To run the after_load tasks, first you need to set an environment
variable with a database URL with the location of the production
database. I find the easiest way to do this is to setup a tunnel using
the [cf-service-connect](https://github.com/18F/cf-service-connect)
plugin, which you must install to do this. You can then run it with
the name of an running app service and the name of its database to get
a list of connection values.
 
``` sh
cf connect-to-service --no-client crime-data-api crime-data-upload-db
export CRIME_DATA_API_DB_URL=postgres://USERNAME:PASSWORD@localhost:PORT/DBNAME
```
 
and in another terminal running `psql $CRIME_DATA_API_DB_URL` to
connect to the database through the tunnel. Make sure of course that
you aren't doing any of these steps to a production database serving
API requests to the public, since this operations will certainly cause
some rolling errors and downtime (best to work with a snapshot).
 
Anyhow, to augment the default UCR database with CDE tables, you need
to run the following steps.
 
``` sh
cd dba/after_load/ext
./load_external.sh
cd ../../
./after_load.sh
```
 
Note that while the load scripts are generally idempotent, the
external data includes renaming the existing cargo theft tables to
preserve them before loading revised data. This may spit out an error
if you attempt to run again.
 
Also, please note that the after_load.sh runs a bunch of queries that
might be quite slow. It might be better to run the commands inside
individually if you have a lower-powered DB instance.
 
Updating Police Agency Names
----------------------------
 
The master list of edited police names is located in
`dba/after_load/ext/agency_name_edits.csv`. To update the names of
agencies, make changes to the `edited_agency_name` column in the
CSV. Then do the following with an open tunnel to the production
database.
 
``` sh
cd dba/after_load/ext
psql $CRIME_DATA_API_DB_URL < update_agency_names.sql
```
 
This will load in the agencies CSV from your machine than update a few
tables where the agency name is displayed.
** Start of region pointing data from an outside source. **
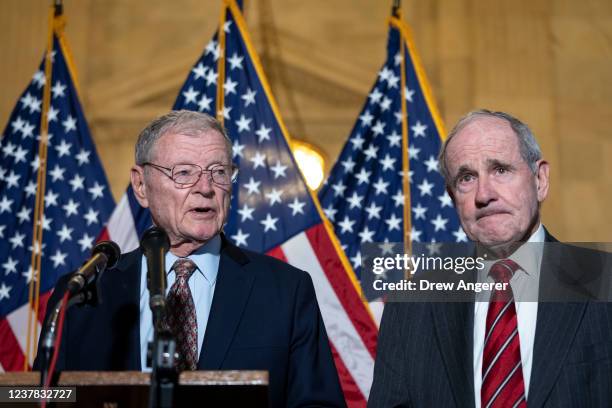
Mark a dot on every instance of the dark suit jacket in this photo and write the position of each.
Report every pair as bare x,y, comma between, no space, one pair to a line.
425,350
264,316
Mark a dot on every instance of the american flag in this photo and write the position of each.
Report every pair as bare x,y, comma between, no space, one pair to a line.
77,200
272,210
364,196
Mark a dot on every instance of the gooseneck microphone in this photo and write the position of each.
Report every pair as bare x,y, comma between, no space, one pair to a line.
164,378
80,289
154,245
105,255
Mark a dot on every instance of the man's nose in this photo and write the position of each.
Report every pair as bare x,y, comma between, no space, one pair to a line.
485,191
205,183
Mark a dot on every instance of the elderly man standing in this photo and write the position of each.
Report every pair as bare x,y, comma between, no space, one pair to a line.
247,311
502,353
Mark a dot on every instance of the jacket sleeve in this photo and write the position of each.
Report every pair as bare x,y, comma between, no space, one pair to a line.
312,376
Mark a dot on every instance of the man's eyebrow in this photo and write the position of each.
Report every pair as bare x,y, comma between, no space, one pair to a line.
463,169
499,163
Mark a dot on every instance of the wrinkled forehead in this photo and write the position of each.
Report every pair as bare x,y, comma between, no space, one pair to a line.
188,140
482,141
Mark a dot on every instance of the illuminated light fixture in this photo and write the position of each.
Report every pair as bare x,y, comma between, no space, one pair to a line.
310,161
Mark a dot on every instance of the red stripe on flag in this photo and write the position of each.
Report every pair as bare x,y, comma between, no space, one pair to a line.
353,396
277,253
343,286
11,356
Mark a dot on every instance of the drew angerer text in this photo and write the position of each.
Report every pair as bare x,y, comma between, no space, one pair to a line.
425,285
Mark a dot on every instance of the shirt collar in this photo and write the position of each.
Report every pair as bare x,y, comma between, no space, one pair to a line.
529,256
206,259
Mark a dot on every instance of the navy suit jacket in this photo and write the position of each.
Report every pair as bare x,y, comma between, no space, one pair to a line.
425,350
264,316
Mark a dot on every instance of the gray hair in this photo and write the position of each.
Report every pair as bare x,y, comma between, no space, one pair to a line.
530,150
182,122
Don't be alarmed if the
same number of rows is not updated in every table, since some agencies
may not be in various derived tables or may be present multiple times
in others.
 
Don't forget to check in your changes to the agency_name_edits.csv and
file a pull request when you are done.
 
Security Scans
--------------
 
This repository uses the [bandit](https://github.com/openstack/bandit)
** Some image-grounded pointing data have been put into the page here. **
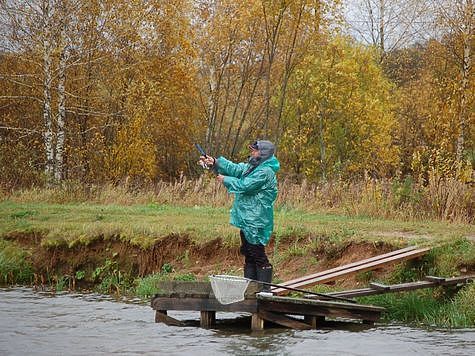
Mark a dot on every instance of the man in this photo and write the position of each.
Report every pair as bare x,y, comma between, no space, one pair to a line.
254,186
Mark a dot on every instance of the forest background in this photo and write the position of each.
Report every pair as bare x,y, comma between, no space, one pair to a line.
373,95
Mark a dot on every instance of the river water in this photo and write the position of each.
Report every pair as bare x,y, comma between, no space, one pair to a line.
41,323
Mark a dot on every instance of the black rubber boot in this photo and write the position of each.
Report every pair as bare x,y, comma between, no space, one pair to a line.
250,271
264,274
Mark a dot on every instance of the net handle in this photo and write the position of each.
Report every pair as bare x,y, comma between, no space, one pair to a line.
323,295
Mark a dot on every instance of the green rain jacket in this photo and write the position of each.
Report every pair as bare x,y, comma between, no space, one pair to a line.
255,193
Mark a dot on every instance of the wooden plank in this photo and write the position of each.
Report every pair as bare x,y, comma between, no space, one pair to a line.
314,321
257,323
347,266
284,320
434,279
162,317
399,287
379,286
318,310
311,302
207,319
189,289
360,268
164,303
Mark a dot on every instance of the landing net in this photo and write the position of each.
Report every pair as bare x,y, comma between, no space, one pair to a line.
229,289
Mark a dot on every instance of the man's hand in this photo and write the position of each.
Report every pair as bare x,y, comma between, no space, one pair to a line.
206,161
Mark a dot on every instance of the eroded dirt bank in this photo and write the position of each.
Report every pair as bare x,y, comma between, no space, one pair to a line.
292,258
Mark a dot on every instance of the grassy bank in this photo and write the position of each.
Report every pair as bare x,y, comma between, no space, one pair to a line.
125,247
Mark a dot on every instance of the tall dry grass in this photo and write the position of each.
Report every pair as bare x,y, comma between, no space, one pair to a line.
440,199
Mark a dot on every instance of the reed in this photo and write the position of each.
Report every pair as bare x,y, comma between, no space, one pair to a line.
444,199
14,265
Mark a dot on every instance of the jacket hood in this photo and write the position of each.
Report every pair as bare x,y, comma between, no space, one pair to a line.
271,162
266,150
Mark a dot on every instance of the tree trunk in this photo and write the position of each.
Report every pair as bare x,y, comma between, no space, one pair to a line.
467,34
47,79
59,166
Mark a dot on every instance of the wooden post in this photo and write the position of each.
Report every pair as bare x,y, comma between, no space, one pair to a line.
159,315
257,323
314,321
207,319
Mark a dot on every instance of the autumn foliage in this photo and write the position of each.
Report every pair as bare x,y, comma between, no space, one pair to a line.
113,91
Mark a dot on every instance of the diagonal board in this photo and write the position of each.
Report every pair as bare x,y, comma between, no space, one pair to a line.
352,268
354,264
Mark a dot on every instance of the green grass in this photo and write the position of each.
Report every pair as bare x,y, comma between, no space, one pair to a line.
80,223
428,307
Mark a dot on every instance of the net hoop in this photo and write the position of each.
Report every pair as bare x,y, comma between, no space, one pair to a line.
229,289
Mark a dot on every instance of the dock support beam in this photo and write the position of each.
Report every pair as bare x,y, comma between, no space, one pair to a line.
162,317
314,321
257,323
207,319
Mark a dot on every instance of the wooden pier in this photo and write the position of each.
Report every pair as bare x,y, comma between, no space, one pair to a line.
283,311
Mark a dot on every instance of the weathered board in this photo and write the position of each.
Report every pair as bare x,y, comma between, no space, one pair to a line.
374,289
346,270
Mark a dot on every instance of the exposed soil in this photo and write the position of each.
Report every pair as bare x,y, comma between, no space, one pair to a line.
188,257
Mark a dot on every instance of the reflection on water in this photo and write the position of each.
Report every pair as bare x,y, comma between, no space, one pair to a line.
90,324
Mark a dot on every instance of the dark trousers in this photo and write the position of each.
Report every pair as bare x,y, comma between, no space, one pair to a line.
254,254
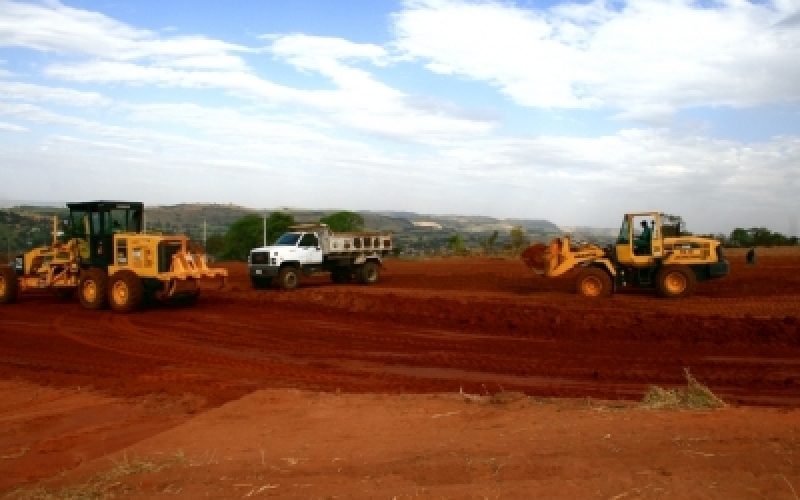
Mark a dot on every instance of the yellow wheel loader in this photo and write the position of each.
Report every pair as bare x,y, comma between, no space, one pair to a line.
659,257
108,260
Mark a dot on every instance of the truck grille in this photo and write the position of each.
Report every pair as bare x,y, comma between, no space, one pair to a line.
259,258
tool to run automated static analysis of the project code for
potential vulnerabilities. These are run automatically as part of
continuous integration to identify potential vulnerabilities when they
are introduced in pull requests.
 
You can run bandit locally with the following command:
 
``` shell
bandit -r .
```
 
In some cases, bandit will identify false positives, code that looks
like it could be a security vulnerability but that will likely never
be triggered in a production environment. To disable reporting of
these vulnerabilities, you can append a `#nosec` comment on the line
of code where the vulnerability was identified.